Проснувшись, понимаю, что я не так уж далека от истины: она действительно все у меня украла, даже способность писать, потому что писать я перестала. Уходя, муж захватил с собой мой роман. «Но вы не можете не писать!» — ворчит психиатр, к которому отправляет меня врач между двумя курсами лечения депрессии. «Теперь, когда вы оставили работу, а муж от вас ушел, вы будете зарабатывать этим на хлеб. И кроме того…» Что — кроме того? Я не могу позволить себе еще одну жизненную неудачу, так? Да полноте, я привыкла! Без ложной скромности, я специалист по ложным беременностям и неудавшимся книгам! Ничто никогда не было мне дано, даже материнство: два выкидыша, два кровавых выкидыша перед четырьмя детьми. «Косоглазие, наверное, и рожать мешает! Здоровье — никуда, разве она сможет дать хорошее ирландское потомство?» Ничего мне не было дано, все надо было заслужить…

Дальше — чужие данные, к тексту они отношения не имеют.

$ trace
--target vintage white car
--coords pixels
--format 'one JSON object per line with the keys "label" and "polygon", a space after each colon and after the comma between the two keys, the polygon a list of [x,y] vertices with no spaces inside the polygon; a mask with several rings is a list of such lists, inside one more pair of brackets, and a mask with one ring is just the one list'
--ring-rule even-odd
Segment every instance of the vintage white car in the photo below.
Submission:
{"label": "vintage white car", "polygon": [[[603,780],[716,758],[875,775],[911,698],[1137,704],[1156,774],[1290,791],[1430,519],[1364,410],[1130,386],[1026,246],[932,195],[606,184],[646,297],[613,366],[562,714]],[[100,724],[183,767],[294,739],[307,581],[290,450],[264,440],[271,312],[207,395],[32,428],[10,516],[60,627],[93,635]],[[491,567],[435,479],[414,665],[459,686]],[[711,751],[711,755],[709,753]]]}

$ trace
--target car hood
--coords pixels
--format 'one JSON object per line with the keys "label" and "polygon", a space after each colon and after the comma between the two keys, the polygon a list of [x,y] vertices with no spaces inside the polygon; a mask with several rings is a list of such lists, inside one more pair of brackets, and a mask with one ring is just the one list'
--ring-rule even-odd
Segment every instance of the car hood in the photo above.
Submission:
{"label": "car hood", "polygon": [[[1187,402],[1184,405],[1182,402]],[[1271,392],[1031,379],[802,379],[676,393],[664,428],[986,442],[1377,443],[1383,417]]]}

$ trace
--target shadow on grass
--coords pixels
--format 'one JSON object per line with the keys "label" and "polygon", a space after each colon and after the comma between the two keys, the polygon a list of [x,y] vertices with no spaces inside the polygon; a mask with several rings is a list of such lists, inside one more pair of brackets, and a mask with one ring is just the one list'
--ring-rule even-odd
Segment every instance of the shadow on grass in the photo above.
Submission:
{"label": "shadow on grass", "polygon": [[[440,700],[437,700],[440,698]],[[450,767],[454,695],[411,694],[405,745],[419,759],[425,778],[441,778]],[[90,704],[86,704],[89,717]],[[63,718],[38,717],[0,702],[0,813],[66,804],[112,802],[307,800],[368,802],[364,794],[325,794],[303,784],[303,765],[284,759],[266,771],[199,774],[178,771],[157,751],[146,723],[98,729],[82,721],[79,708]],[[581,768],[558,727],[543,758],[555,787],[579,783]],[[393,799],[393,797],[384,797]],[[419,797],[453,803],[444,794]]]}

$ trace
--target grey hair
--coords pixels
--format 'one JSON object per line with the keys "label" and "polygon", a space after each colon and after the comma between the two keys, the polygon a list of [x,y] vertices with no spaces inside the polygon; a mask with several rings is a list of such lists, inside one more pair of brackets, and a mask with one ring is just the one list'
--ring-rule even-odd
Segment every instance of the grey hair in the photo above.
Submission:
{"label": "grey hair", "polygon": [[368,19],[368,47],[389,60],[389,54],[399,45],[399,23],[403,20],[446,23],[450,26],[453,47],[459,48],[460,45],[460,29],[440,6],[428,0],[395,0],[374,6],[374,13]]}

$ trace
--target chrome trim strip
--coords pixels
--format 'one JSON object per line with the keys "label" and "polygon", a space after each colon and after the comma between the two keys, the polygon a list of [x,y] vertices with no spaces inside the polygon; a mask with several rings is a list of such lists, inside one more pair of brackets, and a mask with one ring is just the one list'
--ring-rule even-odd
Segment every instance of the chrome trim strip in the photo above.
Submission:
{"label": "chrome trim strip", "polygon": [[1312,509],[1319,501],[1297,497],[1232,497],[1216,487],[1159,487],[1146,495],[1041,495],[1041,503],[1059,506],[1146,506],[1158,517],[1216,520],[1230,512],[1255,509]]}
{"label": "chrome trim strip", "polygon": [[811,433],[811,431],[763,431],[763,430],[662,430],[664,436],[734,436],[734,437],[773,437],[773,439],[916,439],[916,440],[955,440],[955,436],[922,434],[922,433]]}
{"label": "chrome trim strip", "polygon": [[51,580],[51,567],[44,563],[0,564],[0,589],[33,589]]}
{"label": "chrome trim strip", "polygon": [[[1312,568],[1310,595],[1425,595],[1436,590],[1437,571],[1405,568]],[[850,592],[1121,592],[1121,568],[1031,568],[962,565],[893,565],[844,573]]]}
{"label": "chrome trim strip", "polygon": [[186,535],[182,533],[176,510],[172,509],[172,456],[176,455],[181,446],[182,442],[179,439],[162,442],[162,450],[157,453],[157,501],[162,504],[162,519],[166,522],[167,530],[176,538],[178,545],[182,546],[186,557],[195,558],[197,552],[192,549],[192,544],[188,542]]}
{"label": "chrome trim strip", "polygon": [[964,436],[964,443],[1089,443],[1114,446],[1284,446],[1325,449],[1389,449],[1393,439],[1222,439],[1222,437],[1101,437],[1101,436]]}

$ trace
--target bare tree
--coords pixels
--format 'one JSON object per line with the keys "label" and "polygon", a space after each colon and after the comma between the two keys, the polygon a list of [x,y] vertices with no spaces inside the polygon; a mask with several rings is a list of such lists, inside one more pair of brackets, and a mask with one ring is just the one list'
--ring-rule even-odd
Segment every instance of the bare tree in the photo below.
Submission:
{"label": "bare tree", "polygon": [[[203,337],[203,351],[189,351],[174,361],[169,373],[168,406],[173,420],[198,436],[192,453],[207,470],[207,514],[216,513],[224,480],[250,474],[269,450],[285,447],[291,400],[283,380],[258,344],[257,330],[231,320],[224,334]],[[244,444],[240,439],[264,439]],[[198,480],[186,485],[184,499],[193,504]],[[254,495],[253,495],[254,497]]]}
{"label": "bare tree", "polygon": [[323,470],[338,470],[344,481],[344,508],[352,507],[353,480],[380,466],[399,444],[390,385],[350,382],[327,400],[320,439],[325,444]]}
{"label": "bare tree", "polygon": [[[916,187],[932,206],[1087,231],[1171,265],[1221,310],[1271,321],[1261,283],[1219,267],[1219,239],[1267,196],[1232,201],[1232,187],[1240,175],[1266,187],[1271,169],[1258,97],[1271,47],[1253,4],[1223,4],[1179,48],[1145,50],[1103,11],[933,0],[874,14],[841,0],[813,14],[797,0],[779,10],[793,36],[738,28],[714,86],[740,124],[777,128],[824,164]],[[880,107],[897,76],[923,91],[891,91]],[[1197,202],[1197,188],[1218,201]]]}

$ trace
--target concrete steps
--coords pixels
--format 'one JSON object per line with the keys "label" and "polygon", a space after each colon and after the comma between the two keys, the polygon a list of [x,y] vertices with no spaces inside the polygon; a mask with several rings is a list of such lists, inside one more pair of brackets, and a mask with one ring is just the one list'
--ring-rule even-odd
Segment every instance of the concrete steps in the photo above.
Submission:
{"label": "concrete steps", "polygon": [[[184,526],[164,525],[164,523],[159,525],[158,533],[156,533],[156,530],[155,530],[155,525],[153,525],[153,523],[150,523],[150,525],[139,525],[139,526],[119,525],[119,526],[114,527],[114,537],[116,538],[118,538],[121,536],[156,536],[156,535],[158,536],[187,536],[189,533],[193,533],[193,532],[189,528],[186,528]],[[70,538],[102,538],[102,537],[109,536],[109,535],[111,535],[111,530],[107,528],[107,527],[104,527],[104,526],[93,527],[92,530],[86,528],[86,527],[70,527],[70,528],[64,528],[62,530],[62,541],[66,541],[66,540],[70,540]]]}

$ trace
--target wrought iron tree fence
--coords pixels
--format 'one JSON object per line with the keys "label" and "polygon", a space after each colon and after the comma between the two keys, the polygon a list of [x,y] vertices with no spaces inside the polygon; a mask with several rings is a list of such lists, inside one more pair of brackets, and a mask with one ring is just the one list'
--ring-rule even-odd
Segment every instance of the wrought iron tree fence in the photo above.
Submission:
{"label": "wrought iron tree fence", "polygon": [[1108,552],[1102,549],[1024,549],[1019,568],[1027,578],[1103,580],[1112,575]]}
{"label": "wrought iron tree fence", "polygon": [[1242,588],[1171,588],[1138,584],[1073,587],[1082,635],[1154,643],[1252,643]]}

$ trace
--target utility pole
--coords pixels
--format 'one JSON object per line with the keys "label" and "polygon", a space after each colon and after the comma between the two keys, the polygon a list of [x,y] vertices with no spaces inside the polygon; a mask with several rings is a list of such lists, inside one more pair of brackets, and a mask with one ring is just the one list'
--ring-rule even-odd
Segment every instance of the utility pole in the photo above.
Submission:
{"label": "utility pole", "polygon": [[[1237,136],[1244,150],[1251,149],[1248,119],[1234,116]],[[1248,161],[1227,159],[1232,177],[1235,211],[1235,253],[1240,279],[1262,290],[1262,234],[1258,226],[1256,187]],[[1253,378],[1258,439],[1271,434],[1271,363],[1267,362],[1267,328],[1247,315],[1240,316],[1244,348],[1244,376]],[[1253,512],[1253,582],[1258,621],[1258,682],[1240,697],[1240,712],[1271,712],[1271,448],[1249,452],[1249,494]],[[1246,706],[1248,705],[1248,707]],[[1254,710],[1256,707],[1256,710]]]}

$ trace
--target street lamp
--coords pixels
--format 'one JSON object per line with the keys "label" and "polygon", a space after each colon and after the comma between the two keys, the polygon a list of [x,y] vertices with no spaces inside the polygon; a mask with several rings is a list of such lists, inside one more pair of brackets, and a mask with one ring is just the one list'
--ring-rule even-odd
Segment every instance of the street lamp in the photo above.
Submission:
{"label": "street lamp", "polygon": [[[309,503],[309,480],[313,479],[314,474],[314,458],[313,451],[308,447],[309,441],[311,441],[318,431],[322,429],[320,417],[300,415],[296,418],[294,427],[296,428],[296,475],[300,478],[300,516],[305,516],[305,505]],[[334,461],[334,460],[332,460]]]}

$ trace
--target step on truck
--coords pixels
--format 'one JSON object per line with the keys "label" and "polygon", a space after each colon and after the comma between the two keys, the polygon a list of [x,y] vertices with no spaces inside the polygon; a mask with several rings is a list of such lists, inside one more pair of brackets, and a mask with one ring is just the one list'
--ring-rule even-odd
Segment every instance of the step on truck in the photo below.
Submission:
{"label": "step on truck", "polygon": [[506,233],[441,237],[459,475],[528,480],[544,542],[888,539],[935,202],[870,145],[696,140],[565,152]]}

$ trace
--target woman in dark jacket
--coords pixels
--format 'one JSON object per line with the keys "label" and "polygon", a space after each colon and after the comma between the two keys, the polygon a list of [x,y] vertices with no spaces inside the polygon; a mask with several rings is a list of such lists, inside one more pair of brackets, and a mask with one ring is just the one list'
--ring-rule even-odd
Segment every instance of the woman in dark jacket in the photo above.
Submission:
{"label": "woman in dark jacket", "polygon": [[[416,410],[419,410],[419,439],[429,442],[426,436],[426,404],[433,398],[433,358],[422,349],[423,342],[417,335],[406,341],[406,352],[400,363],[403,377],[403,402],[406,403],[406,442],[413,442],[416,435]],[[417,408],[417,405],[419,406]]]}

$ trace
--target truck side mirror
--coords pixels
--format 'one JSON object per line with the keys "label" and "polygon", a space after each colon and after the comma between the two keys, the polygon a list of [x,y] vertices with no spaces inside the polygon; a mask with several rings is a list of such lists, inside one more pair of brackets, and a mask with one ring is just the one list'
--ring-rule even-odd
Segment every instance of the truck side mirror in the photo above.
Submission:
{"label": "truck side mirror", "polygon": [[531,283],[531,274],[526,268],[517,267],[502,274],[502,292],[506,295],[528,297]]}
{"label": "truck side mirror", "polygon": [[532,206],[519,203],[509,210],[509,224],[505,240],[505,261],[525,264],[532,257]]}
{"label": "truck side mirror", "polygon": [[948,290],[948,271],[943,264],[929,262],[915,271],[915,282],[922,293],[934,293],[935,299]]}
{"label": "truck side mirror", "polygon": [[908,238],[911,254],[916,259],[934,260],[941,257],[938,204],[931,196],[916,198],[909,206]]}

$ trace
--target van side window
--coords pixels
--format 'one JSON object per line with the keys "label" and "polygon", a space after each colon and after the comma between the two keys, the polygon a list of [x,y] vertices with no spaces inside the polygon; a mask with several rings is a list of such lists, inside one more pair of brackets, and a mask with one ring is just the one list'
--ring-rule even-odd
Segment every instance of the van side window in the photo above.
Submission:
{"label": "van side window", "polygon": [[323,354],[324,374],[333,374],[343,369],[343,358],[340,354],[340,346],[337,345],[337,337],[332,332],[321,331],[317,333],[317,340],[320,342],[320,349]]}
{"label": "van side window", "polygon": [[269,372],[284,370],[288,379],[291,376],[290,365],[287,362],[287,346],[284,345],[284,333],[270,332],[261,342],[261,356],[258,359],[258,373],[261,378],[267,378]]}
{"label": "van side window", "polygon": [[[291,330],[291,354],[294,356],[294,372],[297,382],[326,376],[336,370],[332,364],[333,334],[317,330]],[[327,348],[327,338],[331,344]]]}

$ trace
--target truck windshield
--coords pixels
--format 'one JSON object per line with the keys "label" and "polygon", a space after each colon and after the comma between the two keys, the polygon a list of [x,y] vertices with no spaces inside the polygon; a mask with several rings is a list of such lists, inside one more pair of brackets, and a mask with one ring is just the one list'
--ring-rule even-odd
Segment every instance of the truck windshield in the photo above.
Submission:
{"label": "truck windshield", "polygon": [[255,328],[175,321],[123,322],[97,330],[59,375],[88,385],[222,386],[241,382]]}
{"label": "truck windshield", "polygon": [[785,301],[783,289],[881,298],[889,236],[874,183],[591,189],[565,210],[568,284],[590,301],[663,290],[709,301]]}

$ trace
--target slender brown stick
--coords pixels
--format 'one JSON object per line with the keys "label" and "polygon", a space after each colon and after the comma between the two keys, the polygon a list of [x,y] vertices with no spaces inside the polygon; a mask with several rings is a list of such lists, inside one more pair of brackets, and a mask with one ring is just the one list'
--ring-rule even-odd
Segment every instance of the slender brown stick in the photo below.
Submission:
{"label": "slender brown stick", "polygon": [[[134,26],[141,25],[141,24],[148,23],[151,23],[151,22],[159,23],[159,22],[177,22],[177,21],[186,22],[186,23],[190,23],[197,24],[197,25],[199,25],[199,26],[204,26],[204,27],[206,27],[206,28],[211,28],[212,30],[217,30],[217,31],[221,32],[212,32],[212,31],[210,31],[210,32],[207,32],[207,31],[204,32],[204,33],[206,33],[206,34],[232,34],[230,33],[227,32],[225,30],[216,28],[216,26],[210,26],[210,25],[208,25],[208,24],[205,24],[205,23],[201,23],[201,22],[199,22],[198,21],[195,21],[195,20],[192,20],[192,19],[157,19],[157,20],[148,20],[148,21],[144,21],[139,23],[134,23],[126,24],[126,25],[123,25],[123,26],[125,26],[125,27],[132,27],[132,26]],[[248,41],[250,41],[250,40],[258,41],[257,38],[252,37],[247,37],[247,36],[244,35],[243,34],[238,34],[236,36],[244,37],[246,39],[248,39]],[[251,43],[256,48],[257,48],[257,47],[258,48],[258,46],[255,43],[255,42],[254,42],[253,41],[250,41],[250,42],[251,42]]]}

Но я буду писать. Я буду писать, чтобы доказать своим эскулапам, что могу еще работать. Или же я буду писать, как все романисты, заклиная страх, что больше ничего не напишешь, ужас перед собственным бессилием. Я буду писать из бравады или потому, что на душе неспокойно, но только на одну тему: про моего мужа. «Про него? Ну не собираешься же ты про него писать? Или ты хочешь все высказать?» Нет, не все, но многое. «Уж не страдаешь ли ты эксгибиционизмом?» Прошу прощения у тех, кого это раздевание может шокировать, но если я показываюсь без покровов, то просто потому, что у меня все отобрали… «Катрин, милая, поверьте, вы не можете опубликовать нечто вроде… открытого письма, в конце концов. Так не только не делается, это просто неприлично!» — мне кажется, я слышу строгий голос своей свекрови. (У меня есть собственная «внутренняя свекровь», которая занимает место общественного мнения в тяжелые времена). А ваш сын, дорогая моя свекровь? Разве он вел себя прилично? Однако вы ему это «неприличие» простили, вы с распростертыми объятьями приняли его любовницу! Полно, вы простите и меня… Но тут наступает черед вмешаться моей собственной бабушке, которая умерла двадцать лет назад: «Держись, малыш, держись! Пожалуйста! Ради детей!» Бабуля, мои дети теперь уже почти взрослые; именно так, впрочем, заявил их отец, когда уходил от нас.